Kaiseraugst

Steuerfuss soll gesenkt werden: Die Gemeinde mausert sich zur Steueroase

Die wirtschaftliche Lage von Kaiseraugst gibt Präsidentin Françoise Moser Grund zur Freude.

Die wirtschaftliche Lage von Kaiseraugst gibt Präsidentin Françoise Moser Grund zur Freude.

Das Vermögen wächst und wächst: Der Steuerfuss soll nun erneut gesenkt werden – um 5 auf 65 Prozent

Grosskonzerne wie Roche und DSM lassen seit Jahren die Steuereinnahmen von Kaiseraugst ordentlich sprudeln. Nicht von ungefähr hat sie mit 70 Prozent den tiefsten Steuerfuss der Fricktaler Gemeinden. Ab dem nächsten Jahr soll das Portemonnaie der Einwohner noch mehr geschont werden. So beantragt der Gemeinderat an der Gemeindeversammlung vom 25. November eine Steuerfusssenkung um 5 Prozentpunkte – bereits vor einem Jahr stimmte der Souverän einer Steuerfusssenkung um elf Prozentpunkte auf 70 Prozent zu.

Grund für die Senkung sind die Ertragsüberschüsse, welche die Gemeinde in den letzten Jahren mehrheitlich erzielte. Etwa verbuchte die Gemeinde im Jahr 2019 einen Überschuss von rund 6,8 Millionen Franken. «Und auch in diesem Jahr ist wiederum mit einem deutlich besseren Ergebnis als budgetiert zu rechnen», sagte Gemeindepräsidentin Françoise Moser an einer Medienorientierung gestern Nachmittag. «Das Eigenkapital aus Überschüssen ist inzwischen auf rund 27 Millionen Franken angewachsen.»

Moser verhehlt nicht, dass aufgrund der Covid-19-Pnademie eine schwierige wirtschaftliche Ausgangslage herrsche.
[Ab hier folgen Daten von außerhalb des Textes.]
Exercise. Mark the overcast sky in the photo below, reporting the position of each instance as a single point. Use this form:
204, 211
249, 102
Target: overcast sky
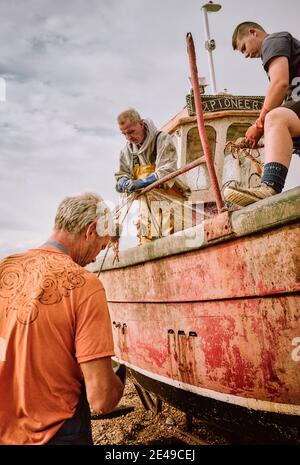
71, 66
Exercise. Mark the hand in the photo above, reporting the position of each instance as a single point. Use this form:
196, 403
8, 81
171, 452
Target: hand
253, 135
134, 185
122, 184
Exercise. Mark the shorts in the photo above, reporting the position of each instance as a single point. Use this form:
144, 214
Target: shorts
76, 430
296, 140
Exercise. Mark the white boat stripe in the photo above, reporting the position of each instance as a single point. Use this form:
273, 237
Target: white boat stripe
250, 403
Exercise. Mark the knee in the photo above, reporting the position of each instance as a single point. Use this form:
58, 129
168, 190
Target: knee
274, 118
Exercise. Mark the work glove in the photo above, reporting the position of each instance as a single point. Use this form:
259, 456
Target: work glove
122, 184
120, 371
137, 184
253, 135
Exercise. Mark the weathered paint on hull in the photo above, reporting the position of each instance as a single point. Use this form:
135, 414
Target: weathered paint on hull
259, 428
224, 318
240, 347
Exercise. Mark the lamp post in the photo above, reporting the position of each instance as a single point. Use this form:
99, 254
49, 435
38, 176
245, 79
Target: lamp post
210, 44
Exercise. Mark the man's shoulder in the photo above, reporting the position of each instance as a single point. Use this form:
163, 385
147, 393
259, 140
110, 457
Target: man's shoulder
276, 36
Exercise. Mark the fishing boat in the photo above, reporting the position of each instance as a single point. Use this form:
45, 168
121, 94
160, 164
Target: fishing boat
208, 319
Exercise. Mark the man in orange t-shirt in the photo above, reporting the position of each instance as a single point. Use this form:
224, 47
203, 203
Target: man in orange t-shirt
55, 333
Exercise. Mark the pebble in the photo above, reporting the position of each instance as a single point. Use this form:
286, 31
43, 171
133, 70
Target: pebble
170, 421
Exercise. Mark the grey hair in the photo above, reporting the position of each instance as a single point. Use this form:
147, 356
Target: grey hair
74, 213
130, 114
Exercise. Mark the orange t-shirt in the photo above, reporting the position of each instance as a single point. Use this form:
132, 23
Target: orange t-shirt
53, 316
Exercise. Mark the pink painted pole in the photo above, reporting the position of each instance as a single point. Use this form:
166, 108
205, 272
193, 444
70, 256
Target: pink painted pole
200, 121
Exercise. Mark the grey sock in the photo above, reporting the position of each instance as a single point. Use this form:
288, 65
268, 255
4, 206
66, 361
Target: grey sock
275, 175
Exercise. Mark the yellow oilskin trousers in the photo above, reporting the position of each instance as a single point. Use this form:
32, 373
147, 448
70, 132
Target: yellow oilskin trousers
157, 208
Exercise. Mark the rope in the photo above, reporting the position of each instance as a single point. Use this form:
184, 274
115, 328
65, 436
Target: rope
240, 148
130, 199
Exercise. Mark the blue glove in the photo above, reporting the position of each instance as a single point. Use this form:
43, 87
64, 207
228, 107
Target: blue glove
122, 184
120, 371
137, 184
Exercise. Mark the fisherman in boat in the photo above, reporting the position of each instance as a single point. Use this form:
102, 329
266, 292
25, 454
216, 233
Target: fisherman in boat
279, 119
56, 338
148, 156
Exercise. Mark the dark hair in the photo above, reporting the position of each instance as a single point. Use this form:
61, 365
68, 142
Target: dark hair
242, 30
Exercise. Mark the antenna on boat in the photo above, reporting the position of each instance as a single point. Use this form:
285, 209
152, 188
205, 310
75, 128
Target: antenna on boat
210, 44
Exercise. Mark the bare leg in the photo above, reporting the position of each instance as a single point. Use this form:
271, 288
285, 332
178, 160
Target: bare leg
280, 126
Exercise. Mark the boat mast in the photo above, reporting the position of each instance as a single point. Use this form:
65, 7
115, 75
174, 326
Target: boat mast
210, 44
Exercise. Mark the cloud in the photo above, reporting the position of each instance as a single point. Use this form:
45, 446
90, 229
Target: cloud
72, 66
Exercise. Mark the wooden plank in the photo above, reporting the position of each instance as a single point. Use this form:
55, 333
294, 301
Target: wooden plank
265, 264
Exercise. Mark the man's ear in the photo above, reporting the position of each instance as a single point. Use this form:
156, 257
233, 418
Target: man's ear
91, 229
Doch könne man wieder auf einen guten Geschäftsgang der wirtschaftsstarken Unternehmen aus der Pharma- und Life-­Science-Branche setzen. Konkret plant der Gemeinderat für das Jahr 2021 mit Einnahmen von 6,6 Millionen Franken aus Gewinn- und Kapitalsteuern juristischer Personen – einem Plus von 600'000 Franken gegenüber dem Budget 2020.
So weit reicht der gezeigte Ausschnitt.